The filtering took place using the method ```where```. However, we could have used the method ```filter``` to accomplish the same task. Try it! just replace ```where``` with ```filter```.

It is important to notice a couple of things:

1. We are referring to the column **exam_1** using the expression ```F.col(“exam_1”)```, see the first line in the block of code above.
2. The new table has less rows than the initial table (1000) , see the print statement at the end of the block of code above.

## Filtering Based on Two Columns
In this example we will construct a table where the values for column **exam_1** are less than 4 the values of the column **exam_2** are greater than 7. To achieve this goal we will use the "**and**" operator, which is represented by ```&```. We will name our new table **bad_and_good**.

In [7]:
#Create new table by fltering rows
bad_and_good = grades.where((F.col("exam_1") <= 4) & (F.col("exam_2") >= 7))

#Print the first 5 rows of the table to screen
bad_and_good.show(5)

#Count the number of rows in the new table
print("number of rows in the new table: ", bad_and_good.count())
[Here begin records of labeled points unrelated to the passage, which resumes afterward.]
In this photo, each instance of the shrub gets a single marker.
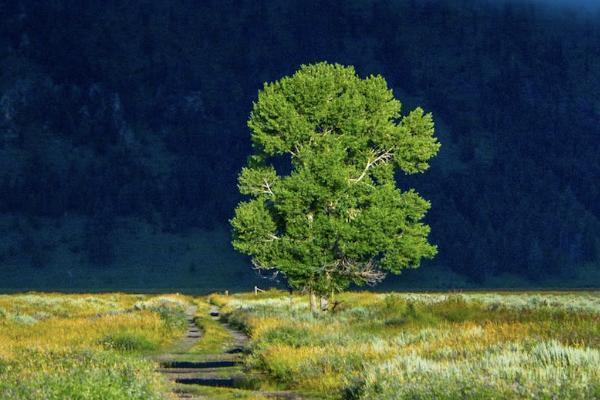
(127, 342)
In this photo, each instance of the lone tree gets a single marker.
(337, 218)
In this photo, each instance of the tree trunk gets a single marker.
(313, 302)
(324, 303)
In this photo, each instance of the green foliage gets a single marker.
(429, 346)
(338, 218)
(92, 375)
(127, 342)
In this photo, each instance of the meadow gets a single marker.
(487, 345)
(55, 346)
(426, 346)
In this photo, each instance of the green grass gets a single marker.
(427, 346)
(55, 347)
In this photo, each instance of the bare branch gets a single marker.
(380, 156)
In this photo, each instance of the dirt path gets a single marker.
(219, 375)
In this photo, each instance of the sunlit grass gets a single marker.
(427, 346)
(55, 346)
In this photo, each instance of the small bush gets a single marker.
(127, 342)
(288, 335)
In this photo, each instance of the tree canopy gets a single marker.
(337, 218)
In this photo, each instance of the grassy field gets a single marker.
(427, 346)
(487, 345)
(85, 347)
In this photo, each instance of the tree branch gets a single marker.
(381, 156)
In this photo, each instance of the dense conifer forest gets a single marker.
(130, 116)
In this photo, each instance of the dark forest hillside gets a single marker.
(119, 117)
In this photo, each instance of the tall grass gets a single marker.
(428, 346)
(85, 347)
+----------+------+------+------+
|student_id|exam_1|exam_2|exam_3|
+----------+------+------+------+
|         3|     0|    10|     0|
|        17|     1|    10|     3|
|        18|     1|     8|     6|
|        19|     0|    10|     8|
|        20|     3|     8|     2|
+----------+------+------+------+
only showing top 5 rows

number of rows in the new table:  187


As you can see the new table have less rows than the original table. 
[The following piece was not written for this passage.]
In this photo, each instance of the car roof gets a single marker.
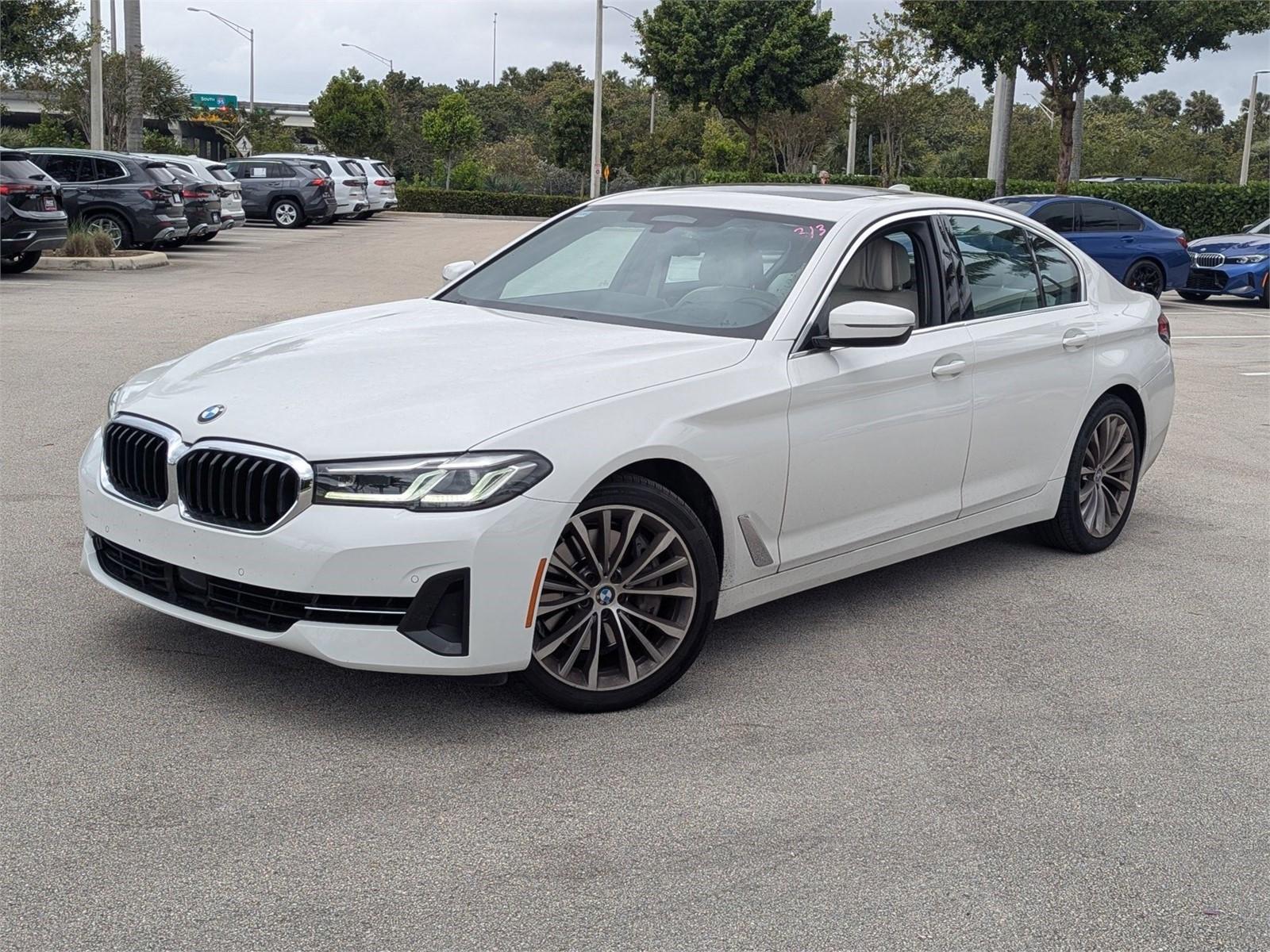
(829, 202)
Now, one cool trick, that is very useful when you have many conditions in your filtering, is to define the conditions before the filtering. In the block of code below, we create a table where the all the values for the column **exam_1** are smaller than 3, or the values for the column **exam_3** are greater than 8.

In [8]:
#Define conditions
condition_1 = F.col("exam_1") <= 3
condition_2 = F.col("exam_3") >= 8

#Create new table by filtering rows
bad_or_good = grades.where(condition_1 | condition_2)

#Print the first 5 rows of the table to screen
bad_or_good.show(5)

#Count the number of rows in the new table
print("number of rows in the new table: ", bad_or_good.count())
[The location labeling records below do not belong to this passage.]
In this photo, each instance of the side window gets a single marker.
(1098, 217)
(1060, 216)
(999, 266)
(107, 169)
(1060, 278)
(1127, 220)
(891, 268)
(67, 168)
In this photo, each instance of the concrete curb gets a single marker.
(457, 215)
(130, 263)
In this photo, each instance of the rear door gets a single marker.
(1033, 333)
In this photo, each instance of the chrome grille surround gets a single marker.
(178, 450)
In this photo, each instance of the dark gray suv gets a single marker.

+----------+------+------+------+
|student_id|exam_1|exam_2|exam_3|
+----------+------+------+------+
|         1|     9|     5|     9|
|         2|     4|     3|    10|
|         3|     0|    10|     0|
|         7|     2|     6|     7|
|        13|     4|     6|     8|
+----------+------+------+------+
only showing top 5 rows

number of rows in the new table:  544


# Final Words

We went over the basics concepts behind row filtering in pyspark. Now it is time for you to start coding, try changing the filter conditions and doing different combinations of  **"or"** and **"and"** operators. Also try using the method ```filter``` instead of ```where```.